Development and Characterization of a Rat Model of Nonpenetrating Liver Trauma

The aim of this study was to develop and characterize a rodent model of liver trauma suitable for preclinical evaluation of new treatments and diagnostic technologies. Liver trauma was created by dropping a steel cylinder through a plastic tube onto the abdomen of supine, anesthetized rats. Internal hemorrhage in the absence of liver trauma was simulated by instilling fresh blood into the peritoneum. Platelet counts were elevated significantly after liver trauma but not simulated hemorrhage. Liver trauma and simulated internal hemorrhage both increased blood levels of the factor growth-regulated oncogene–Kupffer cell.
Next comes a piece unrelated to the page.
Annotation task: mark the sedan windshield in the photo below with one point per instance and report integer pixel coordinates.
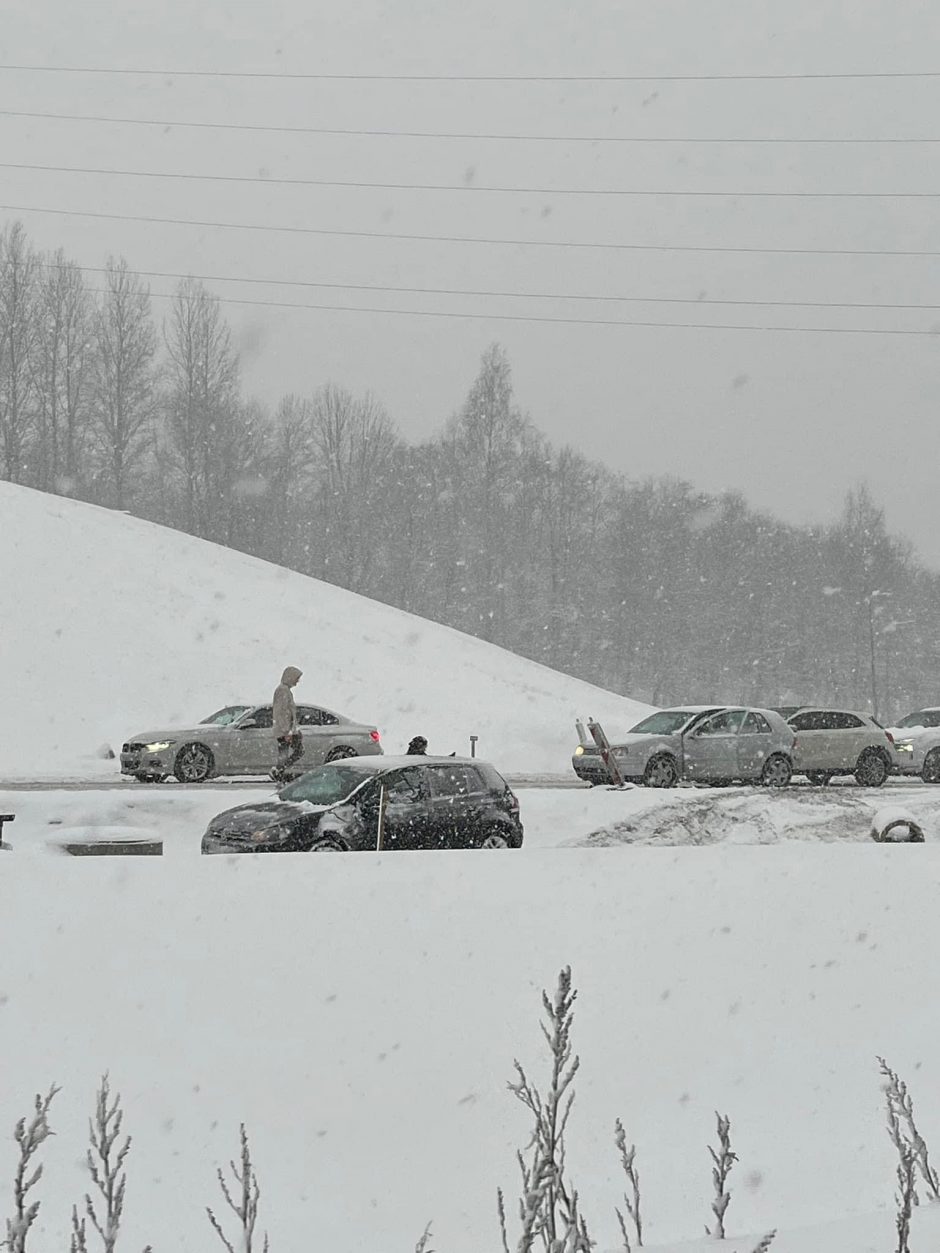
(327, 785)
(924, 718)
(667, 722)
(226, 717)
Transcription of plasminogen activator inhibitor 1, heat shock protein 70, and suppressor of cytokine syntheses 3 was increased 77-, 22-, and 27-fold, respectively, 2 h after liver trauma but was unaltered by simulated internal hemorrhage. Levels returned to pretrauma levels by 24 h after trauma. Transcript levels for hypoxia-inducible transcription factor 1α were increased 2.8-fold at 24 h but not 2 h after trauma and were not affected by simulated hemorrhage. Production of heat shock protein 70 and inducible nitric oxide synthase in liver was limited to a penumbra surrounding areas of necrosis associated with trauma. The rat model described produces lesions similar to those that occur in humans after blunt trauma.